一方、ステップ#2の後、サーミスタ17により環境温度の測定を行う(#6)。温度制御手段27aにより環境温度が目標温度(45℃)に到達したか否かを判断する(#7)。この段階では、チップ抵抗器18aによる発熱とLEDチップ自身による発熱により環境温度が急速に上昇していく。目標温度に到達すると、LEDへの電力を遮断する(#8)。以後は、待機モードへ移行する(#9)。待機モードでは、チップ抵抗器18aによる発熱と冷却用ファン4,5の制御により環境温度を目標温度に保持するように制御を行う。
<光源制御ルーチン>
次に光源制御ルーチンにおける手順を図11のフローチャートにより説明する。光源制御ルーチンでは、処理モードに対応して電力制御を行う処理を実行する(#20)。処理モードとしては、既に述べてきたようにネガフィルム・スキャンモード、ポジフィルム・スキャンモード、待機モードとがある。待機モードでは、ヒーター18の発熱レベルは第1レベル、即ち、最大電力を供給するレベルに設定される。ネガフィルムやポジフィルムのスキャンモードの場合には、図10のステップ#5にて設定された発熱レベルに基づいて、ヒーター18の発熱レベルが設定される。
ステップ#21では、温度測定がサーミスタ17により行われ、目標温度45℃±1℃となるように制御される。この目標温度は、処理モードの違いにかかわらず同じである。まず、高温側のしきい値を超えたか否かを判断する(#22)。高温側のしきい値としては45.5℃が設定されている。このしきい値を超えると環境温度が高すぎるということになるので、ファン4,5を駆動する(#23)。なお、すでにファン4,5が駆動状態であれば、その駆動状態を継続する。ステップ#22で高温側のしきい値を超えていなければ、ステップ#24で低温側のしきい値を超えたか否かを判断する。低温側のしきい値としては44.5℃が設定されている。低温側のしきい値を下回った場合は、ファン4,5の駆動を停止する(#25)。なお、すでにファン4,5が停止状態であれば、その停止状態を継続する。
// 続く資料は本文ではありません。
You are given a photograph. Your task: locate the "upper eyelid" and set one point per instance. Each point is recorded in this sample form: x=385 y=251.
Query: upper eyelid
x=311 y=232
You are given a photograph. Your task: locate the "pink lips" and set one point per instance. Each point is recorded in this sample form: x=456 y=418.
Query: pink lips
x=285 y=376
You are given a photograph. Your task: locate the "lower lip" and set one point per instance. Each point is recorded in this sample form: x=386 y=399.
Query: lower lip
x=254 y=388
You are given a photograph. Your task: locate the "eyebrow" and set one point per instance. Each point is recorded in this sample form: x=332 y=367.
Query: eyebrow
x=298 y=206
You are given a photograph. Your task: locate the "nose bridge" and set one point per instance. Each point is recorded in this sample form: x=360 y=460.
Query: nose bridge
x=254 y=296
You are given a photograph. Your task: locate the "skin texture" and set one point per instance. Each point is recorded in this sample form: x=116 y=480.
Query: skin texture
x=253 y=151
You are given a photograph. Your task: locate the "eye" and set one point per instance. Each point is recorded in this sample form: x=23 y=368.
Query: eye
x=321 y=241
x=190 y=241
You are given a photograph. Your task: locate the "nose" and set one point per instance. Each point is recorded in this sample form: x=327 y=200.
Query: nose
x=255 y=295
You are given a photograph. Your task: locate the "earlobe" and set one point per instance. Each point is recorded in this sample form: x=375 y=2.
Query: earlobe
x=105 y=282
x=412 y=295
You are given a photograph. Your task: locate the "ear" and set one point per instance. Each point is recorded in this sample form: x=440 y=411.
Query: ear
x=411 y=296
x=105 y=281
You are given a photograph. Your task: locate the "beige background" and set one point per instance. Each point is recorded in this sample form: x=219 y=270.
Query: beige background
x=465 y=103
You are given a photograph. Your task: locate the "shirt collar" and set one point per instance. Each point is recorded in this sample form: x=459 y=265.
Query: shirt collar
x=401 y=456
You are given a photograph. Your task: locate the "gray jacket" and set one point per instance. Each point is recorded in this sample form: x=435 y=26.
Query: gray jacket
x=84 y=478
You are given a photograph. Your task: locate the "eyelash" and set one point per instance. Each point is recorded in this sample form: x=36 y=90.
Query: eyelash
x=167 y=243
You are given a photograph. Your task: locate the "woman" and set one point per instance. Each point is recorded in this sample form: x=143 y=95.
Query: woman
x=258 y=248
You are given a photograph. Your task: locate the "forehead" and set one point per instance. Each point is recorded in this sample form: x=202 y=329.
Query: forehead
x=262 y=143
以上のように、LEDチップ12に供給される電力による発熱と、ヒーター18に供給される電力による発熱とを総合した発熱量を各処理モードにおいて略等しくなるように設定し、いずれの処理モードに切り換わった場合もLED基板11,21,31の温度をできるだけ変動させないようにして、ファン4,5を駆動する頻度を低減している。これにより、無駄なエネルギー消費を抑制することができる。特に、LEDの消費電力に基づいて発熱レベルを設定するようにしているので、環境温度の設定を安定的に制御することができる。
<別実施形態>
(1)実施形態ではサーミスタにより温度を計測しているが、特願2003−52630に開示される温度測定手段を用いても良い。すなわち、 温度センサーとしてLEDチップを用いる方法であり、これを他のLEDチップと隣接する位置に同じLED基板上に配置する。このセンサー用LEDチップに流れる電流を抵抗器により電圧に変換し、この電圧信号を取り出せるように構成する。この抵抗器は、他のLEDチップに対して接続される抵抗器と等しい抵抗値のものが使用される。従って、センサー用LEDと他のLEDとは、等しい電流が流れるように設定される。センサー用LEDチップが発熱するとその抵抗値が変動するため、前述した抵抗器に流れる電流も変動する。この原理により温度を計測することが可能である。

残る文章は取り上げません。